中国共産党は全ての自由を否定している/『見えない手』前書き

中国共産党は全ての自由を否定している/『見えない手』前書き

6万部突破のベストセラー『目に見えぬ侵略』の第二弾『『見えない手 中国共産党は世界をどう作り変えるか』がついに発売! アメリカ、イギリス、EU各国での中国の影響力工作を実名で暴露。さらに日本についても特別加筆もある必読の書です。こちらでは原著前書きを公開!


本書のテーマは、中国共産党が北米と西欧(つまり西洋諸国)において、影響力の発揮、干渉、そして破壊などを、何を対象にして、なぜ、そしてどのようにして行ったかについてだ。オーストラリア(『目に見えぬ侵略』で詳述)とニュージーランドにおける中国共産党の活動については、ごくたまに触れる程度である。

ただし中国共産党の活動は、全世界の秩序の再構築を目指しており、その形は様々であるが、今回紹介する西洋諸国の経験は、世界のあらゆる国々が経験したこととよく似ているのを心に留めておくべきだ。

サモアからエクアドル、モルディブからボツワナまで、このような広い範囲で標的(ターゲット)にされていない国を見つけ出すことの方が難しい。南半球における中国共産党の影響力については詳細な研究と暴露が急務であるが、本書では扱っていない。

中国共産党は、中国の国内外の人々に対して「中国共産党はすべての中国人の代弁者だ」と確信させるために必死に努力している。中国共産党は、中国のすべてを統治する存在として見られることを望んでおり、中国人がどこにいようと、国を愛するということは、党を愛するということであり、党を愛する者だけが真に国を愛していると主張している。

そして党こそが人民であり、党を批判することは中国の国民への攻撃と同じことである、と主張しているのだ。

西洋諸国はこの計略にまんまとかかってしまい、中国共産党の政策を批判している人たちを「人種差別主義者」(レイシスト)や「中国恐怖症」(サイノ・フォビック)と呼ぶ人たちが非常に多いのが困ったものだ。
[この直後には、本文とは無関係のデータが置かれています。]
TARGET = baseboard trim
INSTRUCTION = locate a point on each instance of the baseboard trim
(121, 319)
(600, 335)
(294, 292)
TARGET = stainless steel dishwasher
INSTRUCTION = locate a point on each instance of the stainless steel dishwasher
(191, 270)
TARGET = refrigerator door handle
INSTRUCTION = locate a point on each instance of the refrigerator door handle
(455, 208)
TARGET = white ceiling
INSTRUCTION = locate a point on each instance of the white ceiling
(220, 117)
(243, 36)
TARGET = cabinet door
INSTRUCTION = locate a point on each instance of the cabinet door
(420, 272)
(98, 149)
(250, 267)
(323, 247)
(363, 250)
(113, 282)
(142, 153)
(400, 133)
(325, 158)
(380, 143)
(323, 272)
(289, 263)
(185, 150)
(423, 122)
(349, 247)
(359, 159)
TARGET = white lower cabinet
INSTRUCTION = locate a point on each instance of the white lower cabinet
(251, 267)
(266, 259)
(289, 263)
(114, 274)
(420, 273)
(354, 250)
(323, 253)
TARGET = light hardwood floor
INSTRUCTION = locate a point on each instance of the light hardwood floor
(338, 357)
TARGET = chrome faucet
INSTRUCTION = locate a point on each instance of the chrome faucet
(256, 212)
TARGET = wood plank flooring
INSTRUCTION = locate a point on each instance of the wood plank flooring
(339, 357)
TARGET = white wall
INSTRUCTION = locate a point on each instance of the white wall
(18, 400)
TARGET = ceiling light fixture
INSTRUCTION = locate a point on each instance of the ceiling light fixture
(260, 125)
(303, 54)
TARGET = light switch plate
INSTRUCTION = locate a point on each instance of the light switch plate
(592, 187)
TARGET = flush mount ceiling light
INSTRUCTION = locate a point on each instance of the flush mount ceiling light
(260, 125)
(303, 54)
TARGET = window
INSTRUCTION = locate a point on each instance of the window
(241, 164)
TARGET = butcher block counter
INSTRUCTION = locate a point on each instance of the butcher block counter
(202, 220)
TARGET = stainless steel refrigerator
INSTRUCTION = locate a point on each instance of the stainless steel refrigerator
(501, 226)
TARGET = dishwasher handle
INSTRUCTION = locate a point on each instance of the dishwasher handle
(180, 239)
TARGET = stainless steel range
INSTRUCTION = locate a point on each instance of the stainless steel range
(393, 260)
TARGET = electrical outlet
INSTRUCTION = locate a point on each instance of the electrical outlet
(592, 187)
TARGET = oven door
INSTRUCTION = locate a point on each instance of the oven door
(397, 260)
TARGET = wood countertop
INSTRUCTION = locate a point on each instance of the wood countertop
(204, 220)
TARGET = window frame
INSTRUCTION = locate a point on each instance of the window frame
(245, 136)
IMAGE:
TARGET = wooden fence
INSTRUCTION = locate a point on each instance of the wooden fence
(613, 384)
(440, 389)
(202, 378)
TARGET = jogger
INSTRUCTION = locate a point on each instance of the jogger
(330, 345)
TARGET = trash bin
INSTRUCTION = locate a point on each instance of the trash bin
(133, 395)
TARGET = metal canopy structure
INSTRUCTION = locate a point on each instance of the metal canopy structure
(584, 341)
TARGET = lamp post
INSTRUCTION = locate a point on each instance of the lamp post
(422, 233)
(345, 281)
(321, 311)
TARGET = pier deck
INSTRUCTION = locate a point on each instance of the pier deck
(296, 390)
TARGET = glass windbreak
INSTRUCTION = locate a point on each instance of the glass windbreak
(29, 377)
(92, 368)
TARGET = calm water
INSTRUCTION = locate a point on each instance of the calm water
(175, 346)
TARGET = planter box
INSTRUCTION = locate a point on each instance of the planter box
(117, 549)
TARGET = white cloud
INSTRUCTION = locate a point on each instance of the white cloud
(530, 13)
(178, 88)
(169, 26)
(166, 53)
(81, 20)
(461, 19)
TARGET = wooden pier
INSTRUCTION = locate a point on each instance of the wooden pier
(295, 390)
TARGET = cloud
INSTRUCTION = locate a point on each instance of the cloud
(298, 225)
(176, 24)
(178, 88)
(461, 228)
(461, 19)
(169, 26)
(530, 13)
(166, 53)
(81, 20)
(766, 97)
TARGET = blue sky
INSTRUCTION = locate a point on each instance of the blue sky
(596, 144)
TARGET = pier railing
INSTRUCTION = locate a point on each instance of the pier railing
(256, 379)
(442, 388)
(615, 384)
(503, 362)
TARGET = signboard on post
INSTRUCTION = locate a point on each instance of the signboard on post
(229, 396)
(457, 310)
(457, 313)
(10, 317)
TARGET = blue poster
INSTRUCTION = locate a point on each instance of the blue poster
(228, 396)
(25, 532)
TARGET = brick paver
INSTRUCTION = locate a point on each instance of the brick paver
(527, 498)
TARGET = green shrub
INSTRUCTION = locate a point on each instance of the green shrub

そうすることで、彼らは中国人を擁護するのではなく、中国共産党に反対する中国人や、中国共産党によって迫害されている少数民族の声を、黙らせたり疎外したりしていることになる。最悪の場合、彼らは中国共産党の工作要員となってしまう。

そこで本書では、中国共産党と中国人との間を明確に分けている。「中国」という言葉を使うときは、中国共産党に支配されている政治的主体を示す略語として使う。これは「カナダ」が国連の決議に賛成した、という場合と同じだ。

目に見えぬ侵略 中国のオーストラリア支配計画

中国と西洋諸国との争いは「文明の衝突」ではない

「党」「国家」そして「人民」を混同することは、あらゆる誤解を招くことになるのだが、まさにそれこそが中国共産党の望んでいることだ。

その結果の一つが、ごく一部ではあるが華僑社会が敵視されるようになったことだ。ところが後ほど見ていくように、実際には多くの華僑こそが中国共産党の最大の犠牲者となっている。彼らは中国共産党の海外における活動について最もよく知っており、中にはこの問題を解決したいと望んでいる者もいるのだ。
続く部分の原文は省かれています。